Supremum of $(-\sqrt{2},\sqrt{2})\cap \mathbb{Q}$

Question

Let $S:=(-\sqrt{2},\sqrt{2})\cap \mathbb{Q}$. It is clear that $\sup(S) = \sqrt{2}$, but I don't know how to prove this.

Suppose that $\sup(S)<\sqrt{2}$, then $\forall a\in S$ and $\forall\varepsilon>0$, $\sup(S)-\varepsilon<a\le\sup(S)<\sqrt{2}$. But what to do from this point on?

Answer 1

It is easy to see that $\sqrt{2}$ is an upper bound of $S$.

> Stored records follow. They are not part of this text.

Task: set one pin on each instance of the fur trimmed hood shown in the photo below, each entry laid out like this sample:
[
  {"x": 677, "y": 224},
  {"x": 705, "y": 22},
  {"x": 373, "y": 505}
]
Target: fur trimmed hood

Now use the fact that $\mathbb{Q}$ is dense in $\mathbb{R}$, one can show that $\sqrt{2}$ must be the least upper bound of $S$ also:

To show that $\sqrt{2}$ is the least upper bound of $S$, suppose otherwise there exists $s<\sqrt{2}$ as an upper bound of $S$. By the density of $\mathbb{Q}$, there exists $r\in S$ such that $s<r<\sqrt{2}$, which is a contradiction.

Answer 2

Since it is obvious that $x<\sqrt 2$ for all $x$ in the interval, and it is easy to construct a sequence in the interval which converges to $\sqrt 2$ (namely, its truncated decimal expansión), we have the result.